According to my previous analysis, Apple is a prime contender to become a future dog stock. By that I mean that it will not give long term investors decent returns from now on. As such, the stock should be swing traded and not held long term. Past returns are not indicative of future returns and investors (according to me) should not expect the kind of returns they have enjoyed with Apple in the future.
So at the $700 mark, I told you to sell Apple. I have also told you that Apple will be a buy (as a swing trade) somewhere in the range of $480 and $520 dollars. So far, I have been in the money. Apple indeed traded in that range on Friday. So officially, Apple is in buy territory as per my previous posts are concerned.
On September 10, three days after I told you to sell Apple, I told you to buy Research In Motion as a speculation play. I have since upgraded RIMM from a speculation play to a special situation play. You can read my RIMM buy logic here.

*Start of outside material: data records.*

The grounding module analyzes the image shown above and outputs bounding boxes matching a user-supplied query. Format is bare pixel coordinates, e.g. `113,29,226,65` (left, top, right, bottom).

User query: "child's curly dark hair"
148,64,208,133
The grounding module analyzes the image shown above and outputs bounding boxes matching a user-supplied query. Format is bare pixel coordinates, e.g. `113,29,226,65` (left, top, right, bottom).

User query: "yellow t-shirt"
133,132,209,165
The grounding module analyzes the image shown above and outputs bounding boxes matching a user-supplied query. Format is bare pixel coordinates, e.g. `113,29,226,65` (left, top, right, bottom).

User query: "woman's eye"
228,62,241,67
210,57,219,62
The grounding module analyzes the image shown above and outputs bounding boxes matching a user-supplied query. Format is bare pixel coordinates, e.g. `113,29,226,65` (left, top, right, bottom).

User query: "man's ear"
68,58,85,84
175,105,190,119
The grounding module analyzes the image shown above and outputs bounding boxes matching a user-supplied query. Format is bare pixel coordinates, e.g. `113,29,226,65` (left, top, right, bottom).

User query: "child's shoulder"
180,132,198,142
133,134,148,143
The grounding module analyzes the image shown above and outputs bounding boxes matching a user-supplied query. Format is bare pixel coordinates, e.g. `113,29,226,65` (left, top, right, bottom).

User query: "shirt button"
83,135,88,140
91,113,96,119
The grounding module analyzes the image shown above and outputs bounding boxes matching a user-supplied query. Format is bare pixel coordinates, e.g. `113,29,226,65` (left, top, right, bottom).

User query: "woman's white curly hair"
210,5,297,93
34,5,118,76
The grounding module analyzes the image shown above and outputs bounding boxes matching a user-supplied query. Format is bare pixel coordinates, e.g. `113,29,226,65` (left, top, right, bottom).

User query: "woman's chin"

Now if you would have followed my logic and sold Apple at the $700 mark and bought RIMM, you would have made 50% on your money, as opposed to having held on to APPL and lose money since then. The chart below is indicative of what has happened since September 7.
Apple is a weighing machine stock. Its balance sheet has been analyzed by the whole planet and there is nothing unknown about Apple. Apple is also a value and long term investment play. As Graham said, an investment is "an operation is one which, upon thorough analysis, promises safety of principal and an adequate return". An adequate return with interest rates at zero, is probably not a whole lot these days. As such, buying and holding anything that is very safe will yield you very little.
RIMM, on the other hand, is a voting machine stock. The verdict is still out on if it will become a value play or if it will survive at all. However, this is also the appeal. See RIMM has the potential to become a 5-10 bagger. Apple can never become that again. RIMM's price is also guided by short term sentiment and players that understand market psychology. You don't need market psychology to buy Apple. You know it is a safe bet, even though you might lose money in the short term.
If you are a long term investor, you can afford to buy Apple and fight the tape. But if you are an active investor, you can not afford to fight the tape. You have to go with the flow, for the tape can remain wrong longer than you can remain solvent.
Also, if you are an active investor, you probably want to develop some sort of arbitrage technique as the one described here. Total returns will depend on how you interpret short term market trends and how you interpret market psychology, for many times you have to be a contrarian and go against the herd.
Because as in the case of Apple and RIMM illustrated above, where you bought them and where you sold them can make a heck of a difference.
As far as RIMM is concerned, my recommendation is to hold on to it for the time being, because the chances of it going to $11 from here are very high.
Also as per my previous recommendation, Apple is a buy from these levels. However, I think it will muddle around these levels for a while and wait for RIMM to go to $11. When that happens, I think the correct play at the time will be to sell RIMM and buy Apple for the short term.
Of course we do not know if RIMM will actually go to $11 or even if Apple bounces from these levels. That's why short term (active) investors need to follow the market's logic and keep a close eye on the tape, for nothing ever happens as you plan on it. But it never hurts to plan ahead anyway.